No voy contra el progreso, que conste; tampoco a favor de las pinturas rupestres callejeras. Ni al revés: todo ello según y cómo. Pero os digo que prefiero ser usuario de una pared manchada que de una pared esculpida. Y me ha tocado esto último. A una cuarta de mi ventana hay un mastodonte “climatizador” que pertenece al bar de abajo. Nunca deja de funcionar, hasta pernocta conmigo. Está tan cerca que si me asomo para contemplar la fealdad circundante podría apoyar mi copa en el aparato; y a la vez, cual grafólogo ante un graffiti, deleitarme con otras visiones futuristas: cableados, casilleros, cajas, cajetines y cajones, armatostes de neón y otras hierbas. Pero no hay pintadas, ni una sola, entre la basura visual que he citado. Ni una. Esto es Pontevedra, aquí los grafólogos se van al paro.

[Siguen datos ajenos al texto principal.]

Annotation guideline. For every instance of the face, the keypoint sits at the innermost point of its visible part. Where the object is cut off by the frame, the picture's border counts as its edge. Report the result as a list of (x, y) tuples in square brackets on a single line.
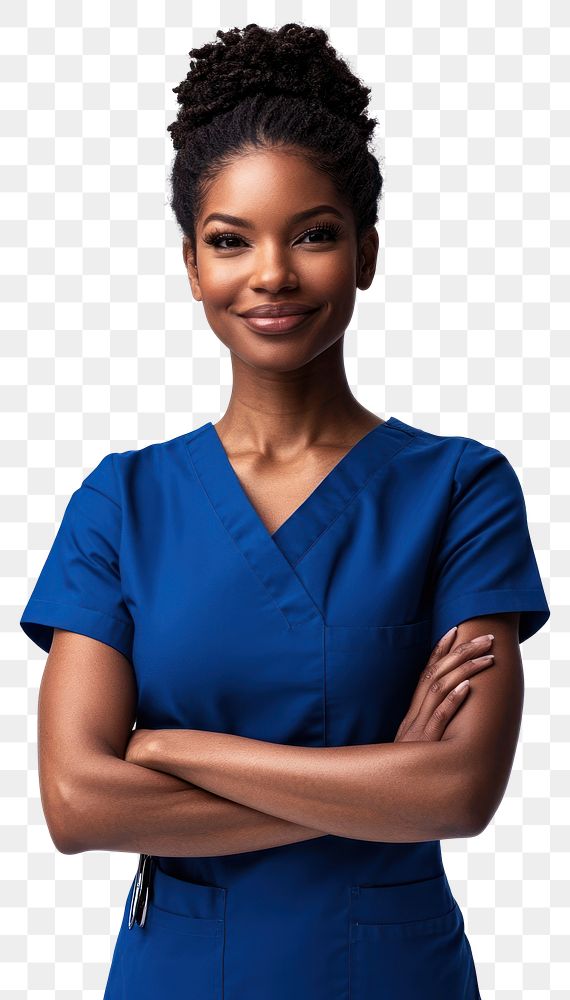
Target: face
[(279, 247)]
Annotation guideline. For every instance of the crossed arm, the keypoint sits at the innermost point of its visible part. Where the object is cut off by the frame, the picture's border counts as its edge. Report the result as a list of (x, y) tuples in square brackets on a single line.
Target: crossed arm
[(253, 794)]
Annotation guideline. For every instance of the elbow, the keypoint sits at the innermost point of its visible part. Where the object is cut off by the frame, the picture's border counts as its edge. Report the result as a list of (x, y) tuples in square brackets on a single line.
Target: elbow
[(476, 812), (61, 813)]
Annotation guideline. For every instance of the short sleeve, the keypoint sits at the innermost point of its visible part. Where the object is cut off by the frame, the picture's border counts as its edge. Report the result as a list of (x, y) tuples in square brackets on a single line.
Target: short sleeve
[(79, 586), (485, 562)]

Corro a refugiarme bajo unos auriculares para escapar de las trepidaciones impunes del adefesio. Antes de retirarme de la ventana busco la “firma” del autor. Sanyo. ¿Sanyo? Oh. Si es la que fabricó mi primer radiocasete. ¿He leído bien? Sí, muy bien. No puedo creerlo. Fin del romance. Aquella marca líder de la electrónica, ¡qué decepción! Mis recuerdos se desploman estrepitosamente, y nunca mejor dicho.